Metastatic breast cancer is one of the leading causes of cancer-related death in women. Limited studies have been done on the genomic evolution between primary and metastatic breast cancer. We reconstructed the genomic evolution through the 16-yr history of an ER+ HER2- breast cancer patient to investigate molecular mechanisms of disease relapse and treatment resistance after long-term exposure to hormonal therapy. Genomic and transcriptome profiling was performed on primary breast tumor (2002), initial recurrence (2012), and liver metastasis (2015) samples. Cell-free DNA analysis was performed at 11 time points (2015-2017). Mutational analysis revealed a low mutational burden in the primary tumor that doubled at the time of progression, with driver mutations in PI3K-Akt and RAS-RAF signaling pathways. Phylogenetic analysis showed an early branching off between primary tumor and metastasis. Liquid biopsies, although initially negative, started to detect an ESR1 E380Q mutation in 2016 with increasing allele frequency until the end of 2017. Transcriptome analysis revealed 721 (193 up, 528 down) genes to be differentially expressed between primary tumor and first relapse.
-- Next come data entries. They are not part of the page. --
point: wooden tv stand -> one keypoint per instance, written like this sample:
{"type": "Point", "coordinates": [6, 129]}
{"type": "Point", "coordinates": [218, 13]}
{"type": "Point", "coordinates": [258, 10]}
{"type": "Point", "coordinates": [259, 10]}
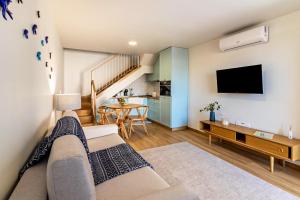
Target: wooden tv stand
{"type": "Point", "coordinates": [279, 147]}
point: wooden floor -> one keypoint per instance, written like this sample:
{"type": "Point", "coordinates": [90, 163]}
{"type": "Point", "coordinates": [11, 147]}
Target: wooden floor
{"type": "Point", "coordinates": [287, 178]}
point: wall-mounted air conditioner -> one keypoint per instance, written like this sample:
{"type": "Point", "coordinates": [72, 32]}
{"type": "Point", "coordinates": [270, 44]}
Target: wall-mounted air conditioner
{"type": "Point", "coordinates": [254, 36]}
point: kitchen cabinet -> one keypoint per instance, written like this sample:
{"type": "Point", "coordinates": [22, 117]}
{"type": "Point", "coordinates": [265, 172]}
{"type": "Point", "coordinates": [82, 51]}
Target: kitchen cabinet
{"type": "Point", "coordinates": [172, 65]}
{"type": "Point", "coordinates": [165, 110]}
{"type": "Point", "coordinates": [165, 67]}
{"type": "Point", "coordinates": [156, 72]}
{"type": "Point", "coordinates": [154, 109]}
{"type": "Point", "coordinates": [136, 100]}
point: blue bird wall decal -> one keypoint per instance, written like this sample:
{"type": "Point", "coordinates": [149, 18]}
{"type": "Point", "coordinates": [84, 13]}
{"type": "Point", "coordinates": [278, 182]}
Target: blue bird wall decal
{"type": "Point", "coordinates": [34, 29]}
{"type": "Point", "coordinates": [25, 33]}
{"type": "Point", "coordinates": [4, 5]}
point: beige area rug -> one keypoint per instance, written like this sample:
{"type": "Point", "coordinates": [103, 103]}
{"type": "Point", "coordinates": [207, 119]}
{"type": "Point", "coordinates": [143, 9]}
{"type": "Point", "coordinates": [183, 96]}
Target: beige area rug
{"type": "Point", "coordinates": [208, 176]}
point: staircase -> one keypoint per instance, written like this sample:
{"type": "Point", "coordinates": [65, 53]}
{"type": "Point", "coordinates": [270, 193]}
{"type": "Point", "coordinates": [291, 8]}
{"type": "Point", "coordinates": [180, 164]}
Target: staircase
{"type": "Point", "coordinates": [110, 77]}
{"type": "Point", "coordinates": [117, 78]}
{"type": "Point", "coordinates": [85, 114]}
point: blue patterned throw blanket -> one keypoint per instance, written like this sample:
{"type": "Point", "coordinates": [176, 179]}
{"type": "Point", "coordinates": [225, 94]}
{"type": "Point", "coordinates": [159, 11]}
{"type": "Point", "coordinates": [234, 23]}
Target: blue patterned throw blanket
{"type": "Point", "coordinates": [115, 161]}
{"type": "Point", "coordinates": [64, 126]}
{"type": "Point", "coordinates": [105, 164]}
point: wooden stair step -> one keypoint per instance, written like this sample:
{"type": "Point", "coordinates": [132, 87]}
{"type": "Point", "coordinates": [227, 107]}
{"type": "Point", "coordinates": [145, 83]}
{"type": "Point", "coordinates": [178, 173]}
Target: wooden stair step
{"type": "Point", "coordinates": [83, 112]}
{"type": "Point", "coordinates": [86, 119]}
{"type": "Point", "coordinates": [88, 124]}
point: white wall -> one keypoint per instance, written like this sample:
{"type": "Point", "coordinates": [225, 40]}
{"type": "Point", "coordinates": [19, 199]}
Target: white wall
{"type": "Point", "coordinates": [26, 91]}
{"type": "Point", "coordinates": [274, 110]}
{"type": "Point", "coordinates": [75, 64]}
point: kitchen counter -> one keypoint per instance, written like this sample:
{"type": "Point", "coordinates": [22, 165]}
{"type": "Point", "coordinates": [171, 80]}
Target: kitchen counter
{"type": "Point", "coordinates": [137, 96]}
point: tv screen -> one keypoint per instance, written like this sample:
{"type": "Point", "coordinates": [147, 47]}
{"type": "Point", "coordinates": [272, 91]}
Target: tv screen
{"type": "Point", "coordinates": [241, 80]}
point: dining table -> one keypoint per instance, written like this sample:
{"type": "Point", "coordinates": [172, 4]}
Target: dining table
{"type": "Point", "coordinates": [122, 112]}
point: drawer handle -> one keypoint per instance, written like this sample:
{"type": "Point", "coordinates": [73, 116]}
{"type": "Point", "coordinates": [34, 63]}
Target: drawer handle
{"type": "Point", "coordinates": [281, 149]}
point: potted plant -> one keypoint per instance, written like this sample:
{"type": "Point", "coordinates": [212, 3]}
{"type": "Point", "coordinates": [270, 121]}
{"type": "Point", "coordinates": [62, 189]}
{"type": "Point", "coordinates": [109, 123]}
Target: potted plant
{"type": "Point", "coordinates": [121, 101]}
{"type": "Point", "coordinates": [212, 107]}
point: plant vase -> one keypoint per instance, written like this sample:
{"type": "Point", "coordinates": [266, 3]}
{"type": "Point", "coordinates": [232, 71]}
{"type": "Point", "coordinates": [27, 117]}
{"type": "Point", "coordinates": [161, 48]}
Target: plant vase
{"type": "Point", "coordinates": [212, 116]}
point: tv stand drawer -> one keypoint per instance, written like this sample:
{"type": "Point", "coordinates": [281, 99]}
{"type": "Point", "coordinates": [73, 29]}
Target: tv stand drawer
{"type": "Point", "coordinates": [225, 133]}
{"type": "Point", "coordinates": [268, 146]}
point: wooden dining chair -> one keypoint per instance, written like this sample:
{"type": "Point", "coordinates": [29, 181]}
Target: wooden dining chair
{"type": "Point", "coordinates": [105, 114]}
{"type": "Point", "coordinates": [138, 120]}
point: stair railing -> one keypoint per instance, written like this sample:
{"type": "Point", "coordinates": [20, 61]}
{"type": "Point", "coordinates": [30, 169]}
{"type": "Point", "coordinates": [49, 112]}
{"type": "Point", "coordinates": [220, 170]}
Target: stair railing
{"type": "Point", "coordinates": [93, 100]}
{"type": "Point", "coordinates": [113, 69]}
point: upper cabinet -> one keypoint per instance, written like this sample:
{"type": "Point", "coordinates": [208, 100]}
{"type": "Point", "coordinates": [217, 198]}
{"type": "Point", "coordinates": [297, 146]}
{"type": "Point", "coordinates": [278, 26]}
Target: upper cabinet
{"type": "Point", "coordinates": [165, 59]}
The most significantly down-regulated genes were TFF1 and PGR, indicating resistance to aromatase inhibitor (AI) therapy. The most up-regulated genes included PTHLH, S100P, and SOX2, promoting tumor growth and metastasis. This phylogenetic reconstruction of the life history of a single patient's cancer as well as monitoring tumor progression through liquid biopsies allowed for uncovering the molecular mechanisms leading to initial relapse, metastatic spread, and treatment resistance.
Keywords: multifocal breast carcinoma.
© 2020 Xu et al.; Published by Cold Spring Harbor Laboratory Press.